When we feel good and spend the day chipping away at our fears, we let go of temporary pleasures that make us feel bad ten minutes after doing them. In the pursuit of my goals, it hurts, but I am satisfied and deeply happy. Best of all, I get to sleep like an infant, rolling around, not in chocolate, but in my own satisfaction and confidence as a human.
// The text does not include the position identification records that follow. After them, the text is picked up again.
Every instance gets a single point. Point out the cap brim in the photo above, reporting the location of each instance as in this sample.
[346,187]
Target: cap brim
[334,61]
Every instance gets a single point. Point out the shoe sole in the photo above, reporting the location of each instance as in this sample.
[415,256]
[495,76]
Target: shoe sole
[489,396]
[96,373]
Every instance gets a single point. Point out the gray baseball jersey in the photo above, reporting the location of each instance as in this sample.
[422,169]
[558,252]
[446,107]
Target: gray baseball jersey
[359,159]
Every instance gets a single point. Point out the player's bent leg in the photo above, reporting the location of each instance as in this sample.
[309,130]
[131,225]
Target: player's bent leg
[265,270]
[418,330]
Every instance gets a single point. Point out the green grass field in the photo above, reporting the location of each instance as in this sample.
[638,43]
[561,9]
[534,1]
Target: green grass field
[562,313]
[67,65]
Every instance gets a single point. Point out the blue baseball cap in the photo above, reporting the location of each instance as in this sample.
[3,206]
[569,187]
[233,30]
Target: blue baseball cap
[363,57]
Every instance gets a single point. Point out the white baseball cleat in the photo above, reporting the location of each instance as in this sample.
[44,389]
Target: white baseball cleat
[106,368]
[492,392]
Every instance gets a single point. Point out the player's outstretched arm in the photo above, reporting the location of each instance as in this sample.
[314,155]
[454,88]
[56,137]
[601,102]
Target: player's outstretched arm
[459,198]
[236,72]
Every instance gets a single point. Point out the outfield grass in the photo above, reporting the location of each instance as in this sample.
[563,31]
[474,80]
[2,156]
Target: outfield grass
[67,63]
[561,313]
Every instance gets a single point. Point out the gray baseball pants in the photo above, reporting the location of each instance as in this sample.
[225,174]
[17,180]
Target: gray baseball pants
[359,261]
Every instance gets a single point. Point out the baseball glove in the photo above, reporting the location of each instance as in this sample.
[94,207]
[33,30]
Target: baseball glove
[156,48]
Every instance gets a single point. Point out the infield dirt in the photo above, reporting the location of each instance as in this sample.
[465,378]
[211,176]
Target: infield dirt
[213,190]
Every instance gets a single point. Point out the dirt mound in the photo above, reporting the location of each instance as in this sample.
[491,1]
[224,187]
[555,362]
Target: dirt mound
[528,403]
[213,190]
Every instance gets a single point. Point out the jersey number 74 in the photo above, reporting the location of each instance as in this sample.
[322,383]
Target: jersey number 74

Brown butter & rosemary seabass with proscuitto

Inspired again by Ina Garten

What you need

6 (6-ounce) firm white fish filets, such as seabass or halibut

Olive oil

6 thin slices prosciutto

4 ounces butter (1 stick) (for whole30, use 1/2 cup ghee in place of butter)

6 sprigs fresh rosemary

3 tablespoons freshly squeezed lemon juice (about 1 lemon)

Lemon wedges, for serving

What you do

Line a sheet pan with aluminum foil, and place a baking rack on top of the foil. Brush the fish filets on both sides with olive oil and season them with salt and pepper. Wrap each filet with a slice of prosciutto to form a wide band around the center of the fillet, overlapping the ends on the skin side. Arrange the fillets on the rack with the prosciutto seam side down and roast for 10 to 15 minutes, until barely cooked.

While fish are roasting, in a medium-sized saute pan, melt the butter (or ghee) over medium heat. Add the rosemary sprigs and cook over low heat until the rosemary leaves get crispy and the butter begins to brown, about 6 minutes. You’ll know it’s done when the butter begins to smell nutty. Discard the rosemary, stir in the lemon juice, and set aside.

To serve, place the fish on a platter or individual plates, spoon the rosemary butter on top, and surround with the vegetables. Garnish with lemon wedges and serve hot.